Decoder block test passed


In [18]:
class Transformer(nn.Module):
    def __init__(self, n, h, d_k, d_model, device, dropout=0.1):
        super().__init__()
        self.n = n
        self.encoder = nn.ModuleList([Encoder(h, d_k, d_model, device, dropout) for _ in range(n)])
        self.decoder = nn.ModuleList([Decoder(h, d_k, d_model, device, dropout) for _ in range(n)])
        self.final = nn.Sequential(
            nn.Linear(d_model, d_model, device=device),
            nn.Softmax(dim =-1),
        )
    def forward(self, input_emb, output_emb):
        for i in range(self.n):
            input_emb = self.encoder[i](input_emb)
            output_emb = self.decoder[i](output_emb, input_emb)
        out = self.final(output_emb)
        return out  

In [19]:
# test transformer block
def test_transformer(device):
    n = 6
    h = 8
    d_k = 64
    d_model = d_k*h


    transformer = Transformer(n, h, d_k, d_model, device)
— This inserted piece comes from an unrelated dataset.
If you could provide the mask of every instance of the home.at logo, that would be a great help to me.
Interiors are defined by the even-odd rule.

    sample_input = torch.randn(32, 10, d_model, device=device) # positional encoding not added yet 
    sample_output = torch.randn(32, 10, d_model, device=device) # positional encoding not added yet 

    out = transformer(sample_input, sample_output)

    assert out.size() == (32, 10, d_model)

    print("Transformer test passed")

test_transformer(device)

Transformer test passed